四、誰が為に純文学はある(一)
洛美原先輩は私の憧れだ。
容姿端麗で、逞しい肉体をもち、おおきなタマをもち、そして何より純文学をよく識っている。
女学生にもよくもてて、マネージャーの筒竹都々さんと付き合っているという噂がある。たぶん、本当なのだろう。何しろ先輩には男性的な魅力が溢れているのだ、私などとは違って。
先輩に憧れてアメフト部に入りはしたが、やはり生来スポーツ音痴の私には向いていなかった。

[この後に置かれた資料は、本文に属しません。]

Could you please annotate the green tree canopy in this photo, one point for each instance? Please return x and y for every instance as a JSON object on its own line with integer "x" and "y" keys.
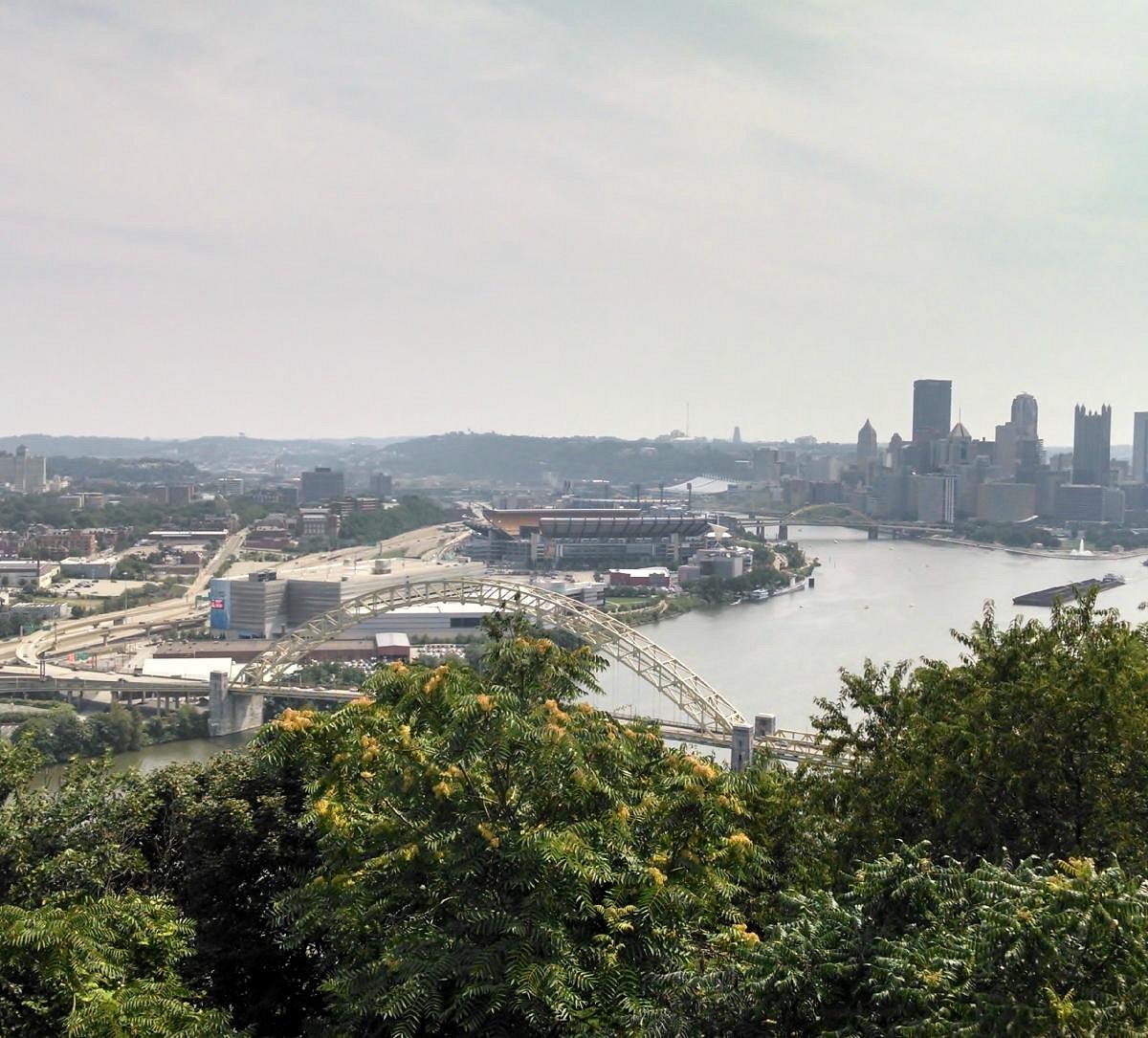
{"x": 1034, "y": 743}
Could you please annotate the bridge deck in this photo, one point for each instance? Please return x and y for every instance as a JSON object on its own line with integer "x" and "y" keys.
{"x": 784, "y": 744}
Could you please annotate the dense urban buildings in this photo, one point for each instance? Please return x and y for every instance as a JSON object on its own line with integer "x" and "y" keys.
{"x": 320, "y": 485}
{"x": 933, "y": 410}
{"x": 867, "y": 443}
{"x": 1092, "y": 453}
{"x": 1025, "y": 416}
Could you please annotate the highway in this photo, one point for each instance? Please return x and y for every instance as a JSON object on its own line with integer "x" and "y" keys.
{"x": 423, "y": 550}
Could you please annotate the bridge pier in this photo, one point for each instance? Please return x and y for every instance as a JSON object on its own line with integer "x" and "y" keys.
{"x": 740, "y": 747}
{"x": 230, "y": 712}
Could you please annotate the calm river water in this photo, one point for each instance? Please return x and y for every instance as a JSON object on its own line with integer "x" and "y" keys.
{"x": 884, "y": 600}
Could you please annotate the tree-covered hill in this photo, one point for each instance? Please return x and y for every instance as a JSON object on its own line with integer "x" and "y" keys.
{"x": 480, "y": 850}
{"x": 489, "y": 456}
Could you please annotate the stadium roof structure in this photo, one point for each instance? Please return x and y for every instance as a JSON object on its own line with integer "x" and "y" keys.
{"x": 626, "y": 523}
{"x": 701, "y": 486}
{"x": 629, "y": 527}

みんなが走るのにすらついていけない。
それでも私は在籍し続ける。
先輩の純文学論を、二人きりの部室で聞いているだけで、私の青春は充実し、私のまなこは充血し、海綿体を縦横無尽にジュースが流れる心地がするのだ。
部の練習でグラウンドを駆けていると、筒竹マネージャーがおおきな金色の薬罐をぶら下げて歩いてくるのを目にした。
ちょうどバテバテだった私は走るのをやめると、フラフラと歩きながら彼女に近づいた。
「み……、水をください」
「あら、北村くん。もうバテちゃったのね? フフフフフ」
グラウンドの隅にへたり込み、マネージャーと並んでみんなの練習風景を見ていた。
「頑張るわね、北村くん。そのうち頑張りが認められてレギュラーに昇格できるかもよ?」
「いやあ。僕は永遠の補欠で良いのです」
「なぜ、そんなに頑張るの?」
先輩がいるから──という答えをはぐらかすため、私は彼女に聞いた。